European stocks fell, sending the Dow Jones Stoxx 50 Index to its biggest drop in two months.
Bayer AG and other chemical stocks slid on concern rising oil prices will increase costs. Companies such as AstraZeneca Plc that rely on US sales declined with the dollar.
The Stoxx 50 lost 3.7 percent to 2,381.56 and is at its lowest since Oct. 10. The index has fallen 11 percent this month and is headed toward its first losing month in three. The Dow Jones Stoxx 600 Index shed 3.1 percent to 199.83, with all of its 18 industry groups falling.

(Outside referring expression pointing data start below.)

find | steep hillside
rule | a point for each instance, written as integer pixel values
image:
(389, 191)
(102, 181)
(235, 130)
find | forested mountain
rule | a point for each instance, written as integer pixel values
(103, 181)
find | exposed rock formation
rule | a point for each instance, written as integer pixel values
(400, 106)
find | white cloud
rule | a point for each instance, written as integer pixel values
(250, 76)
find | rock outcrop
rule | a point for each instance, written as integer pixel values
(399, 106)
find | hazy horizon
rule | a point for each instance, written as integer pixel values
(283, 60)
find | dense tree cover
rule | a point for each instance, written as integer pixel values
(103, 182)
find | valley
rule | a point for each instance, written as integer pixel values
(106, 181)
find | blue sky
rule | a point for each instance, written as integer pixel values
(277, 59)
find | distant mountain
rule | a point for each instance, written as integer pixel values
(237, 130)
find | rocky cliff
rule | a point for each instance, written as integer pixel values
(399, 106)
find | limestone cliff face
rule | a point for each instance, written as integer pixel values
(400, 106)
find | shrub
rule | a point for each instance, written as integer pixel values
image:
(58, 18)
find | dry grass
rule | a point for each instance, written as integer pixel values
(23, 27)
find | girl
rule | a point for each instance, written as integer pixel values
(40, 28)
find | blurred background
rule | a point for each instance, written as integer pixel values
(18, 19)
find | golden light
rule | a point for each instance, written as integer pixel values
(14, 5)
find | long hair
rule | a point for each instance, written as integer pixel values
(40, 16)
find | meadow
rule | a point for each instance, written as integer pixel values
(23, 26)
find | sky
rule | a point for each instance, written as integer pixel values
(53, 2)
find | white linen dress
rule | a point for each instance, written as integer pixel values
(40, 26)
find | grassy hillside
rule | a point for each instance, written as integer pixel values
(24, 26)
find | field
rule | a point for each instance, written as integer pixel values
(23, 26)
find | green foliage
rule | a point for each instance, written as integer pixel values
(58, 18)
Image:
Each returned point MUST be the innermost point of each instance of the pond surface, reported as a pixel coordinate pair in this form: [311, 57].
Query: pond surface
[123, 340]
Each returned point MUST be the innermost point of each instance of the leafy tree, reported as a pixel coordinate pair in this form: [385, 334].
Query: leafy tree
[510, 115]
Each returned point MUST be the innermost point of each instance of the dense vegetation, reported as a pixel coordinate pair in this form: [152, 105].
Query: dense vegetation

"A lot of industries are dependent on oil, especially chemicals" said Claude Hofer, a fund manager at Bank Ehinger & Cie AG, a private bank owned by UBS AG, Switzerland's largest lender. "We are very cautious at the moment," he said, citing the weaker dollar and the rising oil price.
KarstadtQuelle AG led a decline by retailers amid concern that holiday sales growth slowed. Nokia Oyj slid after the Wall Street Journal reported Motorola Inc. is gaining market share from it in North America.
The number of shares traded was less than a third of the six-month daily average for companies in the UK's FTSE 100 Index, France's CAC 40 Index and Germany's DAX Index.
All of the 17 western European benchmark indexes fell. The DAX slid 5.4 percent, the FTSE 100 fell 2.9 percent and CAC 40 shed 2.3 percent.
The Stoxx 50 Index has lost 36 percent in 2002 and the Stoxx 600 Index has fallen 33 percent. Both are headed toward a third year of declines.
Bayer, Europe's third-largest chemicals maker, lost 7.3 percent to 19.55 euros. Rhodia, France's biggest producer of specialty chemicals, sank 4.6 percent to 7.50 euros. Chemical makers use oil as a fuel and a raw material.
"Oil is still a key input product for chemical companies," said John Hatherly, who helps manage ?111 billion (US$178 billion) as head of analysis at M&G Investment Management in London. Higher oil prices may hurt profit at makers of products such as plastics "because their ability to pass on price increases may be limited."
Higher oil prices would hurt margins, or profit as a percentage of sales, at companies including Rhodia, Bayer, Clariant AG and Degussa AG, according to Credit Suisse First Boston. Brent crude oil for February settlement rose as much as 1.8 percent to US$30.13 a barrel on the International Petroleum Exchange in London at 4:41pm.
AstraZeneca, a UK drugmaker that earned about 40 percent of its revenue in the US last year, slid 4.6 percent to 2,194 pence. DaimlerChrysler AG, which gets more than half its revenue in the US, lost 4.9 percent to 28.42 euros.
They fell as the dollar declined to US$1.0412 per euro, its lowest value since Jan. 6, 2000 from US$1.3075 yesterday. A lower dollar reduces the value of sales denominated in that currency once translated into euros.
Pinault-Printemps-Redoute SA, the retailer that owns the US Brylane mail-order business and controls luxury-goods maker Gucci Group NV, fell 4.1 percent to 68 euros.
Michelin & Cie., Europe's largest tiremaker, dropped 4.1 percent to 31.16 euros. The French company last year earned two-fifths of sales in North America.
Michelin also fell after Japan's Nihon Keizai newspaper reported that 2003 pretax profit at Bridgestone Corp, the world's second-largest tiremaker, will drop 11 percent as exports to North America and Asia slow.
Retailers dropped amid concern consumer spending over the Christmas period waned. The Stoxx 600's retail group shed 2.8 percent.
German retailers are lowering prices by as much as 92 percent after shoppers held back in the past months and holiday sales fell short of expectations, Bild-Zeitung said.
KarstadtQuelle, Germany's largest operator of department stores, shed 1.3 percent to 16.28 euros. Metro AG, Germany's biggest retailer, slid 6.1 percent to 22 euros.